The complaint was brought against Empresa Editora El Comercio after its August 2013 purchase of 54% of Epensa's shares, not including editorial content, which meant that 80% of consumers would be covered by the company's nine newspapers, out of a total of 60 newspapers in all of Peru. This purchase, according to the plaintiffs, had an adverse effect on freedom of information and pluralism in the news.

Daniel Urresti, a former interior minister and former presidential candidate for the ruling party, is under investigation for possibly having ordered the murder of Hugo Bustíos Saavedra in 1988, when Urresti was an army officer in Ayacucho.
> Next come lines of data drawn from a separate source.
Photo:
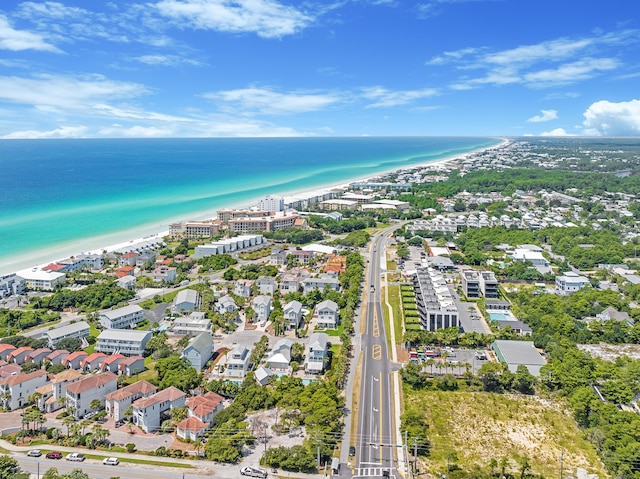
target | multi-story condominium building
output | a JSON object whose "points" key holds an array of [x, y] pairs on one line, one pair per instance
{"points": [[123, 341], [238, 361], [471, 284], [195, 229], [12, 284], [194, 324], [40, 279], [488, 284], [327, 314], [317, 353], [436, 306], [148, 411], [127, 317], [80, 394], [271, 203], [117, 402], [78, 330], [16, 389], [199, 350]]}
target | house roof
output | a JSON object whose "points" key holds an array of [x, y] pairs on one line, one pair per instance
{"points": [[141, 387], [22, 377], [91, 382], [74, 356], [169, 394], [192, 424], [65, 376]]}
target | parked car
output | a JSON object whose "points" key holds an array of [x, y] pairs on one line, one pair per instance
{"points": [[75, 457]]}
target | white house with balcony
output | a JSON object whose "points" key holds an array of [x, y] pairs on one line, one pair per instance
{"points": [[317, 353], [123, 341], [238, 361], [327, 314], [121, 318]]}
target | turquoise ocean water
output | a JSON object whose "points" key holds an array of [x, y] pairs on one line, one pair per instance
{"points": [[62, 197]]}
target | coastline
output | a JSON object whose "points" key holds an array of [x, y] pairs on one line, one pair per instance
{"points": [[122, 239]]}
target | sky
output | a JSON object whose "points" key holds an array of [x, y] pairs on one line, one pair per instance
{"points": [[261, 68]]}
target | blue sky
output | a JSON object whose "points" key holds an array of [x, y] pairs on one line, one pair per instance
{"points": [[194, 68]]}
The Human Rights Commission (COMISEDH) recently revealed that one of Urresti's defense witnesses was unaware of his involvement in the case. Eliseo Gavilán Gavilán stated that he did not know that he was to testify before the National Criminal Court, meaning that he was named as a witness without his permission. He also claimed that he was taken to Lima on the promise of a job opportunity worth 2,000 soles, which never materialized.
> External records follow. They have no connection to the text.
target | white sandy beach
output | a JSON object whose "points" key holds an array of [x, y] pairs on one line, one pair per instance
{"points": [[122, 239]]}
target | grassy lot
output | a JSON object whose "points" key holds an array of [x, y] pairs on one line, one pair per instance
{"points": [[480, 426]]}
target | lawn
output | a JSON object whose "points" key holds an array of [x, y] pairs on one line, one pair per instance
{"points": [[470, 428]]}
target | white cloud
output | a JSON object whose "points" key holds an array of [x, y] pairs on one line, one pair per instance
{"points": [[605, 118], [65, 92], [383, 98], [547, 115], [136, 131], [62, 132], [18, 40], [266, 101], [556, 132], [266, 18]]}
On March 20, Marco Falconí Picardo, who is seeking reelection to Congress as a member of the Alliance for Progress, filed a lawsuit against Julio Ancalle Gutiérrez, Carlos Navea Paredes, and Iván Slocovich Pardo, seeking 10 million soles (U.S.$3.3 millions) in damages in connection with journalistic reports that he had received a salary and holiday bonuses while on leave from Congress.

A resolution approved at the 70th General Assembly of the IAPA in Charleston underscored the troubling consequences for freedom of information in the event that the Peruvian Congress and executive branch did not pass the electoral reform package by the end of the legislative session in December 2015.

Unfortunately, weeks after President Ollanta Humala called for general elections on April 10 and during a special legislative session, the approved laws turned out instead to be an aberrant electoral “counter-reform” package that led to the climate of confusion described above.

One thing that was achieved, albeit only on an initial basis, was the ability to learn about candidates’ background records. For example, the Peruvian people previously had no legal mechanism for finding out whether candidates for high-level office had ever been convicted of drug trafficking, pedophilia, embezzlement, etc

.

As has been customary since the general elections of 2001 in Peru, on March 30 the Peruvian Press Council called on the presidential candidates to sign a document titled “The Lima Principles: Freedom of Expression and Access to Government-Held Information.”

All nine candidates have signed off on these principles.

An addendum on freedom of expression on the Internet — and, in particular, the government’s obligations to ensure that crimes against journalists do not go unpunished and to compensate the family members of victims — was added to this document in 2016.

More than 50 journalists have been killed in Peru in the past 20 years, and all of these cases remain unpunished.

Other significant attacks on journalists:

On October 15, Wilson Villegas Saldaña, a journalist for W TV – Channel 22, Cable Moyobamba, was harassed and threatened by members of autonomous peasant patrols while covering the 24-hour preemptive general strike called by the peasant patrols in the San Martín region.

On November 12, Germán Juárez Bustamante, a reporter for the Telesur television network and Expresión radio station in the city of Ilo, in the Moquegua region, was physically assaulted by a mid-ranking officer of the Peruvian National Police. Juárez was recording a police traffic stop of a pickup truck when the officers attempted to prevent him from doing his work, assaulting him and damaging his equipment.

On November 22, journalists Germán Medina Lu of CBS Televisión and Frank Quispe Zevallos of Ribereña Televisión, in Nasca province, Ica region, were physically assaulted by a businessman whom they identified as responsible for irregularities in a public works project.

On November 24, reporter Diego Cáceres Hinostroza and cameraman Jhann Ramírez Flores of Best Cable TV in Casma province, Ancash region, were assaulted by police officers while covering the eviction of merchants from municipal property.